Les tergiversations continuent au Moyen Orient. A chaque jour son lot d’incidents et de déclarations. Parfois des escarmouches, d’autres fois des combats frontaux. Tout ça sur fond d’une « trêve » supposée permettre à la diplomatie de gagner du terrain sur le bruit des armes.
Des déclarations contradictoires de part et d’autre, un jour on menace, un autre on appelle à l’apaisement. Entre temps, c’est le monde entier qui attend d’y voir plus clair étant donné les retombées sur l’économie mondiale, presque totalement dépendante des énergies fossiles et des routes maritimes permettant l’accès aux marchés et la fluidité de la circulation des marchandises.
Le détroit d’Ormuz est, dans cette mesure, incontournable. Un blocus de part et d’autre, ne peut qu’entraver le développement économique mondial et aggraver l’inflation. Une inflation qui semble, cette fois, durablement plus élevée », selon les experts.
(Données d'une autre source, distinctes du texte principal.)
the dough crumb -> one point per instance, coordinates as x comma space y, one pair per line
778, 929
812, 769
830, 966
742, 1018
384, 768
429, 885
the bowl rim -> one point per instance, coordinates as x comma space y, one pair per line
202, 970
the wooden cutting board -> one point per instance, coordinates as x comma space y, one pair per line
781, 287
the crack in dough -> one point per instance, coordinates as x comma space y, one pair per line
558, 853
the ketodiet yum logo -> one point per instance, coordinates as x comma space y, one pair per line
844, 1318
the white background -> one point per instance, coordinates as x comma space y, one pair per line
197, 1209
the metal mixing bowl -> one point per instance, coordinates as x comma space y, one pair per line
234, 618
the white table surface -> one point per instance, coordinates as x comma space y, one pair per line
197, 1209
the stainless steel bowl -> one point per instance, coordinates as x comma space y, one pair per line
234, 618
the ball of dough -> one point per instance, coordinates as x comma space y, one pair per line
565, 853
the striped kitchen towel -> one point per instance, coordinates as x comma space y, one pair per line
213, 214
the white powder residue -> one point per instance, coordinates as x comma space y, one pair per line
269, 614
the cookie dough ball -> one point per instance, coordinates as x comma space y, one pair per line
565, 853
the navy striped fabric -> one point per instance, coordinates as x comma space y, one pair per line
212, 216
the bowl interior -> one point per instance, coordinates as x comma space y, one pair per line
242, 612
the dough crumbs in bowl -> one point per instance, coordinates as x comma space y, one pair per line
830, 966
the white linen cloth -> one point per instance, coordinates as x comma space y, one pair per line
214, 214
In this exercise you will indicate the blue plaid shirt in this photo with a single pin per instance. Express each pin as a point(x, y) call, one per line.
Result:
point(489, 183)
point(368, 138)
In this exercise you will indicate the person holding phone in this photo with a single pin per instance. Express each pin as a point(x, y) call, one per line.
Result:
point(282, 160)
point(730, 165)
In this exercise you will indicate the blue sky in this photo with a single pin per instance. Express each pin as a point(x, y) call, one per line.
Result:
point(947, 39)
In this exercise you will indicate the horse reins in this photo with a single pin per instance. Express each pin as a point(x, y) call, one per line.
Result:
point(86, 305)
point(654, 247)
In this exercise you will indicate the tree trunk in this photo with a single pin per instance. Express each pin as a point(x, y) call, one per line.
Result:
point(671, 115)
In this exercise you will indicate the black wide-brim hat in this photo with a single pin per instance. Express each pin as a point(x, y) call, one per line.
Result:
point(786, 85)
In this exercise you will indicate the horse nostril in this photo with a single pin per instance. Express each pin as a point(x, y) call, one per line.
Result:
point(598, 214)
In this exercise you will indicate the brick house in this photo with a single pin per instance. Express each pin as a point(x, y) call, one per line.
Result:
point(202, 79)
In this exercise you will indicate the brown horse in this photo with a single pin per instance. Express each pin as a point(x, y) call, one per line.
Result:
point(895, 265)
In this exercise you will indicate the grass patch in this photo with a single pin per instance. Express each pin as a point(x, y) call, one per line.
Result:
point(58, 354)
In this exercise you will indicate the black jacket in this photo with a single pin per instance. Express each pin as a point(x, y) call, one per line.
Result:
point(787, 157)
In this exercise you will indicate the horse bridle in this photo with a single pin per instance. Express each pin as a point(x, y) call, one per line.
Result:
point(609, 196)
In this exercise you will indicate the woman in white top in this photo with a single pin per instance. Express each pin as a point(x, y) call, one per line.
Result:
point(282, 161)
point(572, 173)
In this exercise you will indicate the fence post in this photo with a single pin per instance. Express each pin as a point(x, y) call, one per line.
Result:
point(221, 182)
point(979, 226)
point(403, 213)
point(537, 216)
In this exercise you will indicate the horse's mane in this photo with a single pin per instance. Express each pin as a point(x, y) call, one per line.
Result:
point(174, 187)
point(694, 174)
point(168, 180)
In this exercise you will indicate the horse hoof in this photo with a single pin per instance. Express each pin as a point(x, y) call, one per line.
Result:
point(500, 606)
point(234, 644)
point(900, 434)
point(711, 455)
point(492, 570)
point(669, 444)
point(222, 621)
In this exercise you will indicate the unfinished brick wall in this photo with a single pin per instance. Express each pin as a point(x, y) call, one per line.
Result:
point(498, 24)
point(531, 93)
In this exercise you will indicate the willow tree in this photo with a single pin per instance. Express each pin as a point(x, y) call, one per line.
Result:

Et chaque jour de blocage supplémentaire ne fait qu’accentuer les conséquences économiques à long terme.
Qu’en est-il pour le prix du pétrole ?
Pour les marchés du pétrole, chaque nouveau jour sans réouverture du détroit d’Ormuz aggrave les conséquences économiques du conflit entre l’Iran et les Etats-Unis, en dépit du cessez-le-feu décrété entre les deux belligérants et des déclarations encourageantes de la Maison-Blanche.
Même au Etats Unis, la production de pétrole au Texas n’est pas à l’abri des conséquences du conflit en Iran, selon les investisseurs.
Le prix du baril de Brent s’est détendu mardi, passant de 114 à 110 dollars. Mais il reste quand même élevé, bien qu’il s’éloigne du record de clôture atteint durant le conflit à 118 dollars. Une situation qui risque de durer. Les contrats à terme suggèrent que le cours du pétrole sera encore supérieur à 95 dollars fin décembre.
L’Agence internationale de l’énergie (AIE) a qualifié la situation actuelle de « plus grande perturbation de l’approvisionnement de l’histoire du marché mondial du pétrole ».
Avant la fermeture du détroit d’Ormuz, il y transitait plus de 20 % du commerce mondial de gaz liquéfié et de pétrole, ainsi qu’un tiers du commerce d’engrais cruciaux pour la production agricole de nombreux pays.
Selon les experts de l’AIE, e choc aura un impact durable sur les prix du pétrole et du gaz car s’il a suffi de quelques jours pour que la guerre affecte le trafic mondial des hydrocarbures, le retour à la normale sera beaucoup plus long.
Réduction de l’offre et augmentation de la demande
Le blocus du détroit d’Ormuz a créé au fait une situation de multiples chocs. Une production en chute dans la région du Golfe. Selon les chiffres fournis par l’AIE, la production du pétrole a chuté durant le mois de Mars 2026 de 10 millions de baril par jour.
Ce chiffre, confirmé par le site « Connaissance des Energies » est conjugué à une baisse importante à hauteur de 60 % au niveau de l’exportation, chose qui explique la hausse fulgurante des prix du pétrole.
Et pour cause. Les missiles et drones iraniens ont endommagé une dizaine d’infrastructures pétrolières, autant d’installations gazières et quatre pipelines. En outre, faute de capacités de stockage suffisantes, plusieurs pays ont volontairement réduit leur activité : au cours du mois de mars, le Bahreïn a pratiquement interrompu sa production de pétrole. Elle a chuté de 78 % en Irak, de 65 % au Koweït et de 25 % en Arabie saoudite, toujours selon le rapport de l’AIE.